Don’t quit - I also need to not give up on something when it doesn’t work the first time or when the outcome is not what I expected. A prime example of this was when she would be passing my guard and the way I would move my hips out would allow her to press her hip down next to me and then I’d think, “Well, that didn’t work like I planned” and sort of blank out. After I did this a few times we addressed it with “keep moving the hips out”. In essence, I would try once and then quit. Same with sweeps, shrimps, etc. Don’t give up on it.

Brain disconnect - Everything from here on out was a total disconnect between my conscious brain and my physical body. Many examples of “I know this, but I did this instead”.

Death Grip - I was seeming to do better with another major concept about keeping elbows and knees in until we noticed that all session I kept getting a grip on her collar or over her shoulder and behind her neck and then just hanging on to that so of course she’d show me the error of my ways by getting that arm isolated. In fact, she did the exact same thing that ended in my arm bar twice in a row. I knew exactly what she was going to do and I couldn’t override the *death grip* command that was sent to my hand and she got my arm again. I noticed that I feel less vulnerable with my arm over her shoulder than under her shoulder. I thought I had learned the value of underhooks in my match and then today I completely disregarded them over and over and over and over. And, of course, Kelly was helpful enough to keep demonstrating my death grip by pushing my head away and letting my own refusal to let go add to my head control stress. She is quite good at the non-verbal lessons.

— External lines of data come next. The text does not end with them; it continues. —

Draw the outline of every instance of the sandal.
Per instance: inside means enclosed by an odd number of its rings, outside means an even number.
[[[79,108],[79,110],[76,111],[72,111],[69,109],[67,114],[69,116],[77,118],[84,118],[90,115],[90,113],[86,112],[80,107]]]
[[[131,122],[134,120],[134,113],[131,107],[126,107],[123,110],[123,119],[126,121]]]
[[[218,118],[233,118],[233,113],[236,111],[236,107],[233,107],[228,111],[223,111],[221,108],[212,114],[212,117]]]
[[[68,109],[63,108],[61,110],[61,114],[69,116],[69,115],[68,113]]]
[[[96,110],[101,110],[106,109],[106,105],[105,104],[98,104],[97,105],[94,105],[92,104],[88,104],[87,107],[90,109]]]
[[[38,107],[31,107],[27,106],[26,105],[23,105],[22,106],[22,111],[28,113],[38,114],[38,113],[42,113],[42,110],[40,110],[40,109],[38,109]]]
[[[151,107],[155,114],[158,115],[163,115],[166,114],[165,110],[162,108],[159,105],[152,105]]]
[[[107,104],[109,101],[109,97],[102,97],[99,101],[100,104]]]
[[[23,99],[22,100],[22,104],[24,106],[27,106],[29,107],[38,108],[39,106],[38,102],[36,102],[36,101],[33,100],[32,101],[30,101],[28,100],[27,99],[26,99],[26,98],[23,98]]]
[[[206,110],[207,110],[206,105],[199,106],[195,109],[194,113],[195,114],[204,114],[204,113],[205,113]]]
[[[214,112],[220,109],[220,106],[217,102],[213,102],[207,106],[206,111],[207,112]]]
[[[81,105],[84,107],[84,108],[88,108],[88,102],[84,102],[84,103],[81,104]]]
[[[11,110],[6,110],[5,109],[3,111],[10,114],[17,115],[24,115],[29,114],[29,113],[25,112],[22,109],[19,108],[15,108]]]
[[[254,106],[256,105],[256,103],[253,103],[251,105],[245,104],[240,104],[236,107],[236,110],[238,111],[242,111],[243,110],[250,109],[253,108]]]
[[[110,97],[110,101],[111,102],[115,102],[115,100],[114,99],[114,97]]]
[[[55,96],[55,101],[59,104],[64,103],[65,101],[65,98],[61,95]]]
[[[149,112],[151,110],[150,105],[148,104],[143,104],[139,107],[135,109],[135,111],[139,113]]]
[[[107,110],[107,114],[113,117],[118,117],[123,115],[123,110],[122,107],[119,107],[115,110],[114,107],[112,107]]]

I’ll need to write “underhooks” on the backs of my thumbs so I’ll see it every time I wrap my arm around the back of their neck and just hang out there. It’s weird to identify something that my brain just keeps ignoring. I can literally say, “Okay, don’t do that” and then 8 seconds later I’ll do exactly that. So, my mantra last week was “hips, hips, hips”. I’m thinking this next week will be “underhooks, underhooks, underhooks” .

Make space – Related to my lack of letting go with my grip in order to try to get an underhook is my seemingly natural instinct to close the space no matter what. I intellectually know that BJJ is about closing space when you need to and also about making space when you need to. However, physically I apparently am only comfortable closing the space. I think the death grip around the back of their neck is related to this and so is my inability to get my knee in there when I want to. I have plenty of room to go ahead and make more room (sliding my hips back or away) in order to get my knee in, but I would just stay so tightly engaged that I wouldn’t allow myself the room. In essence, I will suffer (Kelly proved this over and over today) to stay tightly engaged even when making space would be very good for me. I won’t “make space”. Seriously gotta get over that.

Knee - The other thing I’d like to see happen more naturally is getting the knee in there when they want to pull me into guard. During tit-for-tat today I overcommitted forward and I could feel that I was in a place where her next move was going to be to pull me into her guard and I couldn’t think of what to do about it….so simple, get that knee up. It’s bizarre the things that my brain decides to ignore or just refuse to commit to long term memory.

I know things will occur to me over the next few days that I can't recall so I'll add them later.